Red Blood Cell Count
Your cat's red blood cell count indicates how much blood they have in their body. When a cat is healthy, the kidneys release a chemical signal called erythropoietin to the bone marrow that tells it to produce more red blood cells, and your cat's blood supply never reduces to an unhealthy level. However, there are a myriad of ways your cat could potentially become anemic.
For example, if your cat has a flea or tick infestation, the repeated bites could be draining them of blood. Alternatively, your cat could have a disease that's preventing its bone marrow from producing red blood cells, so there aren't any new cells replacing the old and dying ones.
White Blood Cell Count
Unlike the red blood cells, a white blood cell count doesn't refer to your cat's overall blood supply. Instead, it indicates how healthy your cat's immune system is. A cat with diseases like FIV may have reduced quantities of white blood cells, so it's a good indicator that something is wrong if their white blood cell count is too low.

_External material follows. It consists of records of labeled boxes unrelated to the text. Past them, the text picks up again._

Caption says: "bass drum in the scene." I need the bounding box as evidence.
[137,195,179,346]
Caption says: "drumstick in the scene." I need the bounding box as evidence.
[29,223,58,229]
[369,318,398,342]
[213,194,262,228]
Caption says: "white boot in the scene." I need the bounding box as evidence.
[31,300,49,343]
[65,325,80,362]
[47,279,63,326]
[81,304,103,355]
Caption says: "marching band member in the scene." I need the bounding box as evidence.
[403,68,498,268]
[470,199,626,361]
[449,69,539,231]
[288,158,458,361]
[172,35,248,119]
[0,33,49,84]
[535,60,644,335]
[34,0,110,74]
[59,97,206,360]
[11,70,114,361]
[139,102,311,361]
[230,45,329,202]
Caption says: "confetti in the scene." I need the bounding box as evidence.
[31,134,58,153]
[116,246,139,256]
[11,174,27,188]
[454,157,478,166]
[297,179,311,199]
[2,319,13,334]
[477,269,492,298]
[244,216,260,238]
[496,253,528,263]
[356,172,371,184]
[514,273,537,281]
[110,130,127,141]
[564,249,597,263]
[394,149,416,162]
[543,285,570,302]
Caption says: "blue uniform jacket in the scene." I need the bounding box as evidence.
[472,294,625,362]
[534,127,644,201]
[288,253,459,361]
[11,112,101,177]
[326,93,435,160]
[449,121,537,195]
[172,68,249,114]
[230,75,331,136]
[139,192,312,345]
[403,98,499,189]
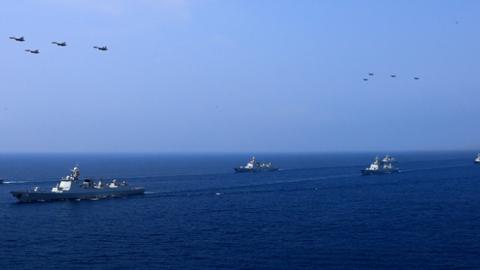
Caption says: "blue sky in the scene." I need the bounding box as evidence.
[0,0,480,152]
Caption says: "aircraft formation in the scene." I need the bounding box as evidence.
[9,36,108,54]
[363,72,420,82]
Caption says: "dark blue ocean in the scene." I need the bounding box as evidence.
[0,152,480,270]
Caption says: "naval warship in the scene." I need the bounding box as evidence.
[11,166,145,202]
[362,155,399,175]
[234,157,278,173]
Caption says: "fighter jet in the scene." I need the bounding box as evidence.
[52,41,67,47]
[25,50,40,54]
[9,37,25,42]
[93,46,108,51]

In addition, white blood cell numbers sometimes surge when your cat is actively fighting an infection. While this means that the immune system is doing exactly what it should, it's a heads-up to your veterinarian that your cat is infected with something and needs medical help.
Lastly, blood panels can reveal kidney values, like creatinine and BUN. These two values help to show whether or not the kidneys are functioning properly. If they're not, both numbers will become elevated. In most cases, elevated creatinine and BUN levels are the first sign that a cat is developing kidney disease. Unfortunately, kidney disease cannot be cured, but a cat's health can be maintained for a long time if the disease is caught early on.
Wellness blood panels typically only require one blood draw and can diagnose a great deal of problems in your cat's health with very little blood taken. It's a good idea to have your cat get a wellness blood panel as often as your veterinarian thinks it's necessary.